Despite political volatility, price of oil remains stable

Libya is back in the oil game
Libya is back in the oil gameChris McGrath/Getty Images

Last week’s report that Libyan oil exports began again after an eight-month standoff offset news earlier in the week that Russian President Vladimir Putin is threatening to shutdown oil and gas pipelines out of the Ukraine.

The reports from a Cairo news source, Asharq-Awsat said that a tanker, the Aegean Dignity, arrived at the Hariga port in the country’s eastern region on Tuesday, according to a statement by Salah Al-Monghi, the head of the Management Committee at the Arabian Gulf Oil Company, a subsidiary of Libya’s state-owned National Oil Corporation.

The agreement breaks a standoff between the rebels who took over the ports last year, and the central government in Tripoli. Libya’s economy is predominately fueled by its oil sector, a fact that makes them very susceptible to overthrow attempts. Any disruption toward shipping, pipelines or cargo can be destabilizing.

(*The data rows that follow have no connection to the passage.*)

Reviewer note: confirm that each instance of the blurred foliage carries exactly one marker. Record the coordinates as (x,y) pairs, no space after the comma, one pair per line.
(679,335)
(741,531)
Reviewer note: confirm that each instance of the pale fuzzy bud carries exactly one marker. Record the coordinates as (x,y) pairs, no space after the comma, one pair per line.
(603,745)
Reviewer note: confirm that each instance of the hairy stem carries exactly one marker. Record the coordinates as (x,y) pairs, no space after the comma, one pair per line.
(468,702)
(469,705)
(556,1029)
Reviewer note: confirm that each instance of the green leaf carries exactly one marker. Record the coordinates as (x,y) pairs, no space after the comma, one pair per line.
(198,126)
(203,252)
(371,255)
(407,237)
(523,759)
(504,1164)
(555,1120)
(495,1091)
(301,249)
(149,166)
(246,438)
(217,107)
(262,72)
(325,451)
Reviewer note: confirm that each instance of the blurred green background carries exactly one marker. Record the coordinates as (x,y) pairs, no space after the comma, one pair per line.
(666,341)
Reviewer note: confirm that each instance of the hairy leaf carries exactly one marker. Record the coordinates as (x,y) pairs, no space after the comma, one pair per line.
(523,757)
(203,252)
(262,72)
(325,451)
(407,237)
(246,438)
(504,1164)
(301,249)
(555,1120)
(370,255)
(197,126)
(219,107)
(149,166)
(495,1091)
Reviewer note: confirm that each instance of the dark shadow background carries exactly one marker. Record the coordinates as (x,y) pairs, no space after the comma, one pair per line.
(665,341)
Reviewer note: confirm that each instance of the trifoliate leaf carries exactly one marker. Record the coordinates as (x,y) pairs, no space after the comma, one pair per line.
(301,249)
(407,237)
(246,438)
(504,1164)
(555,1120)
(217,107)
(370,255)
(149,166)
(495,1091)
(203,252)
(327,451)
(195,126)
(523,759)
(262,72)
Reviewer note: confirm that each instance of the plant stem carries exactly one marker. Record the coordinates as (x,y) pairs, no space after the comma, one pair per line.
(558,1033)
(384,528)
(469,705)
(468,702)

According to the Al-Awsat report, “Libya’s oil production fell from 1.4 million barrels per day (BPD) before the rebel takeover last fall to 150,000 BPD currently, according to official government figures. The country’s oil ministry said oil exports receipts fell from 12 billion Libyan dinars (9.7 billion US dollars) to 3 billion dinars (2.4 billion dollars) year-on-year during the first quarter of 2014.”

Meanwhile Vladimir Putin has threatened to shut down pipelines in the Ukraine, based on an extended delay of payment to the Russian energy company, Gazprom. Putin went on to say that Russia has given Ukraine various ‘privileges and discounts’ in recent years. According to Putin, Russia’s amicable nature has ‘saved Ukraine $17 billion since 2009’, while the country has failed to pay various fines totaling $18.4 billion.

Despite ongoing political instability in oil-rich regions like Nigeria, Venezuela, and Syria, the price of a barrel of crude oil has stayed within a tight margin of $90 - $100. This is a big difference from the drastic fluctuations it took during the financial collapse. From July of 07’ to February of 09’ the price for a barrel of crude went as high as $138 before dipping to as low as $41.